The large public salon at the Nimble Fire jostled with an uncanny crowd; never had I seen so many Nautilusers packed together, fins slapping into elbows and horns clicking against skinless skulls. Gus reeled back, nonplussed, for in his self-absorption it had not occurred to him that everyone would naturally wish to gather and gossip after the city’s recent convulsion. There was such an agitation of raised voices in that room, all winging and echoic against the vaulting walls, that my scream drew less attention than ordinarily. Hardly anyone bothered to look, though a lady with cobalt skin and pulsating blue butterfly wings in lieu of hair favored me with a sidelong glance and sly smile.

Gus mastered his discomfiture and began shouldering through the assembly in search of Asterion. A score at least of languages shivered and clattered through a thousand voices, the name Mariam flecked across all of them.
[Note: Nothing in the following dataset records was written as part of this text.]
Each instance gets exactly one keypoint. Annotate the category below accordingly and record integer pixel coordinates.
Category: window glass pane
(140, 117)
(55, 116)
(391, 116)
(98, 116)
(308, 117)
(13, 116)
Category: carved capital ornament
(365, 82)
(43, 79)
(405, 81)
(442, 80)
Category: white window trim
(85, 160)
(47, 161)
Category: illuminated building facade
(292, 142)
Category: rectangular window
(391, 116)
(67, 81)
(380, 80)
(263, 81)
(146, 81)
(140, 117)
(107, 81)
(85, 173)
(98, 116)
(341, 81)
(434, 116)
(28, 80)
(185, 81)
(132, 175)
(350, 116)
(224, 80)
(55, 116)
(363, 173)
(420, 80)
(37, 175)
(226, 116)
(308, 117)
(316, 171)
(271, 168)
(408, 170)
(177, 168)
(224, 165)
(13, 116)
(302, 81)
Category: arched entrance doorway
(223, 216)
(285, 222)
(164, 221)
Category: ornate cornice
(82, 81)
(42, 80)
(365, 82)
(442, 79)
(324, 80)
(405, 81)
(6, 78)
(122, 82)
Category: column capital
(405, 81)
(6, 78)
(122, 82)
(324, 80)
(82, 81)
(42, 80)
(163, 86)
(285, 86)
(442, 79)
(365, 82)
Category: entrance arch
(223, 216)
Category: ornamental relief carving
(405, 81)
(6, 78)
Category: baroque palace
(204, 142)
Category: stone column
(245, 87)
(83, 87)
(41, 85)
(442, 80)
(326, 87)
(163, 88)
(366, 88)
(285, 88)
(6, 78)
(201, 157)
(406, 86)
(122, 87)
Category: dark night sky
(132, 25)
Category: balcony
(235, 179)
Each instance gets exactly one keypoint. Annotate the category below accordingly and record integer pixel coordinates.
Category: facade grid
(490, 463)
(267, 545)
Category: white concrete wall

I heard enough to gather that she was the sorceress responsible for the liquefaction of the buildings all around us, and that the change announced her new regime. A milky, bluish miasma blurred the air, and there was the distinct singed-violet smell of taxes being paid.

Given my elevated vantage, I caught sight of Asterion long before Gus did. The minotaur stood in a knot of chattering grotesques directly before the fire itself, so that its light played across his horns. We never sat near the fireplace—Gus preferred to be at a slight remove from his fellow citizens while he was engaged in the unsavory business of draining my mental energies. So it was the first time I noticed something peculiar in the motion of that firelight, though it was hard to say in what its peculiarity lay. It was fluid and dancing as firelight ought to be, so why did its gestures convey a sense too purposeful for mere inanimate combustion?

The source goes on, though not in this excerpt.